Nah, I try to reach the more private persons here. Open-Source-Freaks, Forum guys, blogees. Watch out for your private data! And if you happen to get these from other people, be responsible as well with them. That’s the kind of message I’d like to get through.
No hacker that’s out for easy prey will continue cracking your database with forum users if it gets expensive.
That’s like the base rule of security for me I forgot to mention, but will do in the future ;)
“A system is secure enough, if the amount of effort (time, money and else) to break it is far greater than the use of the broken system”
or something like that.. should get more catchy. :)
Anyways, no hard feelings here. I’m a man of rhetorics and I’m somewhat a pro in my business as well (at least for my young age ;), I just ..decide willingly to play in the minor league.. like it better here ;) and let the players that are really up to it handle the big ones..
though I gotta admit it sometimes limits my horizon to the level of the above text..
anyway. cheers!
PS: No sewing tips whatsoever. I’m shocked. ;)
@Stefan: I hope I didn’t come across as too snooty. Your reply makes a lot of good points. It’s great that so many people are interested in cryptography, and there’s certainly nothing wrong with stirring interest in the topic. Every programmer could use more knowledge about security, for sure.
Also, some security tends to be better than no security, and the simple salted-hash-of-password scheme linked to may work for a small site with a limited threat/risk. Just know that if a project starts to get big (and you attract more sophisticated hackers), all crypto-related code needs to be replaced with industry-standard stuff at some point.
Well then..
Guess I should clarify one thing: This – as well as the follow-ups – is NOT going to be an expertise for IT-specialists in their 8th semester. This is for interested “normal” people that want to take a closer look, and therefore will stay this – hopefully balanced – way.
@Martin Cochran
– whoops! Lost in translation… corrected.
– very debatable. I see your point though. Please remember english is not my native tongue.
hash-functions are nonetheless cryptographic functions. Also, have you counted how often I used “hash” in this short text? Try imagine how much more there would be without “ciphertext” :p
– of course they are, though the ones I mentioned are the ones the average user has immediate contact with. Many have seen the MD5 hash below a download link, and everyone has a hash-stored password somewhere. I have to somewhat limit this to a readable length.
– ..well then. the birthday paradox DOES apply to finding collisions and therefore “collision attacks”, reducing the average number of operations from 2^n to 2^(n/2). the second preimage attack differs from that one, that I try not to find any pair, but a certain second “message” to a given first message m1.
– Since Cryptography is a living science and not a rather-dead-one-for-rather-dead-people, one’s opinions may differ. MD5 is broken, alright, but there are worse things. Like DES.

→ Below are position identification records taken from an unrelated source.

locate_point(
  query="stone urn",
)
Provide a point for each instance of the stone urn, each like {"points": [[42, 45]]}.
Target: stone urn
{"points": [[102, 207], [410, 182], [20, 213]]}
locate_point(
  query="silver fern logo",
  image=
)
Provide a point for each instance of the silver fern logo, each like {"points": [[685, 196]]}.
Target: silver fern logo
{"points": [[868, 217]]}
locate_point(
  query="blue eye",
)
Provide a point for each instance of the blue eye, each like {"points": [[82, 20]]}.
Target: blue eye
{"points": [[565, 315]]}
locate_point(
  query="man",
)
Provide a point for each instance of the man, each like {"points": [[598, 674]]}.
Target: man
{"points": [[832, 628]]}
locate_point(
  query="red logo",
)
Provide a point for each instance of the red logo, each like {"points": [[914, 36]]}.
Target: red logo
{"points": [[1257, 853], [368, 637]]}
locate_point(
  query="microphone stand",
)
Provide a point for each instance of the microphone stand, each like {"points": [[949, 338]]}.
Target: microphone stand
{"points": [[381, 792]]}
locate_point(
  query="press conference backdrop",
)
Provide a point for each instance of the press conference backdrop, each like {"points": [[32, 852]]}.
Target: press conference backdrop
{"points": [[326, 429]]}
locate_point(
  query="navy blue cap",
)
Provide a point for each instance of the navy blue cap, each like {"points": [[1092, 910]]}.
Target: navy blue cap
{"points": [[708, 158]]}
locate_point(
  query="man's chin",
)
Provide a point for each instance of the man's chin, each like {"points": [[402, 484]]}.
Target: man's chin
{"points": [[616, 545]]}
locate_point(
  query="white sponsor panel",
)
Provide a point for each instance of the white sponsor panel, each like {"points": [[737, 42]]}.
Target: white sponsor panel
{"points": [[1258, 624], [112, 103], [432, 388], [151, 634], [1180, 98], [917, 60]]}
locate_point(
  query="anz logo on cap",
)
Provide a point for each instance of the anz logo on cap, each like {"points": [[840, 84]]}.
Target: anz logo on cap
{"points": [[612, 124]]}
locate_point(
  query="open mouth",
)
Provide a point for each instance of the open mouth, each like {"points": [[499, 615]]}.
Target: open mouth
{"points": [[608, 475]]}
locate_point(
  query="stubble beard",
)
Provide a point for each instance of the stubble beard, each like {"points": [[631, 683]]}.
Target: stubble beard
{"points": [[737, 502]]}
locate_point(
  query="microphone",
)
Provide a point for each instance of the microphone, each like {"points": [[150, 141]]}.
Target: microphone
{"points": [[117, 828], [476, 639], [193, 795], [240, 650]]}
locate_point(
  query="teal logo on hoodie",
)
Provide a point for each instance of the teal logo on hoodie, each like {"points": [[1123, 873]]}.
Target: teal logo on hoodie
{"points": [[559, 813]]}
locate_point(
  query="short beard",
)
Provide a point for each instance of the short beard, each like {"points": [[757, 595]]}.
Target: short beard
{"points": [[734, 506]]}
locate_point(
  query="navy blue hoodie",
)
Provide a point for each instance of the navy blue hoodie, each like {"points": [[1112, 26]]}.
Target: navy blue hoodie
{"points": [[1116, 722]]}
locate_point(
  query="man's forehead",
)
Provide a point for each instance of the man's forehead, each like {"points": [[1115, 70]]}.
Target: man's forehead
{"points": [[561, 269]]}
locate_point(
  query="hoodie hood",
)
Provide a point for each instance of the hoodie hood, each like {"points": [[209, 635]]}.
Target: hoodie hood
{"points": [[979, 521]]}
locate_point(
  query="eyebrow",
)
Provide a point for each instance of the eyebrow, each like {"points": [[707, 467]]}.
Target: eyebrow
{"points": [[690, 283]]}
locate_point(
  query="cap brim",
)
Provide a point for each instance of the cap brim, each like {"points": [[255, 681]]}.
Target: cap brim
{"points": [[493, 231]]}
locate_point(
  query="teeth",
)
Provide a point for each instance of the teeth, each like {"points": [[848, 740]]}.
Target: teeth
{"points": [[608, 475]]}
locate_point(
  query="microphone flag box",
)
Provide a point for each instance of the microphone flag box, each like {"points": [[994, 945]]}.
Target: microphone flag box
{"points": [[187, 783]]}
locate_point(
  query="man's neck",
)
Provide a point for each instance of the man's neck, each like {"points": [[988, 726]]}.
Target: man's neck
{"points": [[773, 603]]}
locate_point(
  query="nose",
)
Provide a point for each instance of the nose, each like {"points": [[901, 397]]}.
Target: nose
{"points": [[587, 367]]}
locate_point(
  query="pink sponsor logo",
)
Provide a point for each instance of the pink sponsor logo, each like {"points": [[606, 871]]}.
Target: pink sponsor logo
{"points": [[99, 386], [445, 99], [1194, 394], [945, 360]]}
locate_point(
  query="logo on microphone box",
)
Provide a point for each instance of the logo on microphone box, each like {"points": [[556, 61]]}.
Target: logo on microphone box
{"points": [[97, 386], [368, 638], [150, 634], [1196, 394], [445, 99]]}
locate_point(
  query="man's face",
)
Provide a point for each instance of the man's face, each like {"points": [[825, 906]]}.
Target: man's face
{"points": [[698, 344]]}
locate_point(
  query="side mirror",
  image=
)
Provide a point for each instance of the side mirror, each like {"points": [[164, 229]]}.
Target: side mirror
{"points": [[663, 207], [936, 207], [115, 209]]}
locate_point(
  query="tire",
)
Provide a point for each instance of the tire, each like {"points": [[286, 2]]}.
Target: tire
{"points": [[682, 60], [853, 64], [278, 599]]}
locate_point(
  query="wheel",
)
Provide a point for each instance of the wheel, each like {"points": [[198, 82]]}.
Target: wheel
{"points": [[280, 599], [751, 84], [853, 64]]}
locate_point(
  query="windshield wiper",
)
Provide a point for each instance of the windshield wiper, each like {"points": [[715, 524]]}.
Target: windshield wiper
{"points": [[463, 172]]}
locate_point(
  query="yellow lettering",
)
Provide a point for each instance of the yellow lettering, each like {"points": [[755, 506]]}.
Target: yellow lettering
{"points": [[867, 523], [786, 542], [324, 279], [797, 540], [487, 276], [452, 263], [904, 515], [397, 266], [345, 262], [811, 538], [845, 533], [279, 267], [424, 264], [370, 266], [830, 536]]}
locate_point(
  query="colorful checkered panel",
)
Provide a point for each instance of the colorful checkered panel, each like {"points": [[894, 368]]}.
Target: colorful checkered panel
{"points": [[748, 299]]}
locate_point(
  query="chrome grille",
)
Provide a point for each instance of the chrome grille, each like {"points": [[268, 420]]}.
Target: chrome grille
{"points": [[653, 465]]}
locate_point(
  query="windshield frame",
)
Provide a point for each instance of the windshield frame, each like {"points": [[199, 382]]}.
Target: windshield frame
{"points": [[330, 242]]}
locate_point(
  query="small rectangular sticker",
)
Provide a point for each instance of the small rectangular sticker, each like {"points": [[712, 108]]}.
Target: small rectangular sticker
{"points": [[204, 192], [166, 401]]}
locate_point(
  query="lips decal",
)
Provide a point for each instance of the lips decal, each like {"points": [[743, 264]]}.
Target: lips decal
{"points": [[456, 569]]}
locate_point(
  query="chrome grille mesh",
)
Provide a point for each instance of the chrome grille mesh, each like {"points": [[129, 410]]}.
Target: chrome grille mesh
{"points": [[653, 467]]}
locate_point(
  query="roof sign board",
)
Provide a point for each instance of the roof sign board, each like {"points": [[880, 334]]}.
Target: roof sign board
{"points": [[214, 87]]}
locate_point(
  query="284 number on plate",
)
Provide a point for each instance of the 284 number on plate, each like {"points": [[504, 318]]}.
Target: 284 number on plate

Plus, I never said anything about developing a _cryptographic_ piece of software, but nigh every software today has a user management. I don’t like plaintext-stored passwords, and I don’t like a hash or cipher used for them a five-year-old can crack. So it is rather important that “normal” developers without specialization on cryptos also get a hang on this. And as I already mentioned, SHA-512 would be the way to go.
– Like most of the things I write, this is NOT a step-for-step-tutorial and shouldn’t be regarded as a reason to stop thinking. It should give a very brief view of the thematics of hashes. I have yet to implement the salted hashes, and if one ever gets the feeling the linked tutorial is weak, he may post or even write a better one. Please do remember, these are all just ideas, to get people interested in stuff like that, for it is to become a point of major interest.
As for the problems you mentioned, yeah, when thinking about I find two without even considering wikipedia. So would others.
Thanks for the corrections and feedback though.
@Bilal: Thank you very much
@Daniel: I hope so! :) I think it’s a bit too long, gonna have to shorten things a bit in the future.
Let me please say it again: This is NOT the wisdom of galaxies. I do NOT claim to be an expert on this kind of things (as always). I know more than some people though, and I wanna share, since I have major interest that more people get used to this stuff, get interested, and eventually get more and more interested in using it to protect themselves and others as well.
I write ideas, not dogmata, in a way that’s hopefully pleasing readers. Everyone could, at any hour, hop over to wikipedia and look for “those hash functions I wanted to know about for half my adult life”, but few do. Plus, it’s much easier to understand when presented in such a matter.
Thanks.
And: Delete All Cookies! ;)
Hi Stefan!
This promises to be so cool! I love the fact that it’s in depth as well, I don’t even have time to read it all, fantastic! I’m bookmarking and coming back :)
Wow. This is a great explanation of hashing in general, although maybe not the differences between hashing algorithms.
I am currently writing my dissertation on cryptographic hash functions.
A few picky clarifications:
– MD5 is a deterministic function, not non-deterministic.
– Use of the words ‘encryption’ and ‘cipher’ with regard to hash functions doesn’t really make sense. Similarly, ‘plaintext’ and ‘ciphertext’ aren’t really applicable. Probably clearer to use ‘string’ or ‘message’ and ‘hash.’
– Hash functions are used for many, many more applications than storing passwords and file integrity checks. SSL, IPSec, TLS, and every other crypto library out there uses them for many, many different crypto applications (digital signatures, MACs, authentication schemes, commitment protocols, etc).
– The paragraph after you mention the birthday paradox is actually a second preimage attack (the second kind you mention) and the birthday paradox does not apply.
– MD5 is considered *very* broken. SHA-1 is less so, but if developing a new application (and you shouldn’t be developing a crypto application if you’re not a cryptographer, but that’s another story), use SHA-256, SHA-384, or SHA-512.
– Adding a salt to the password hash is a useful technique, as you mention. However, the article to which you link has a number of problems as well, which I do not have space to go into here. Poke around on wikipedia and see if you can’t find out for yourself what the problems are.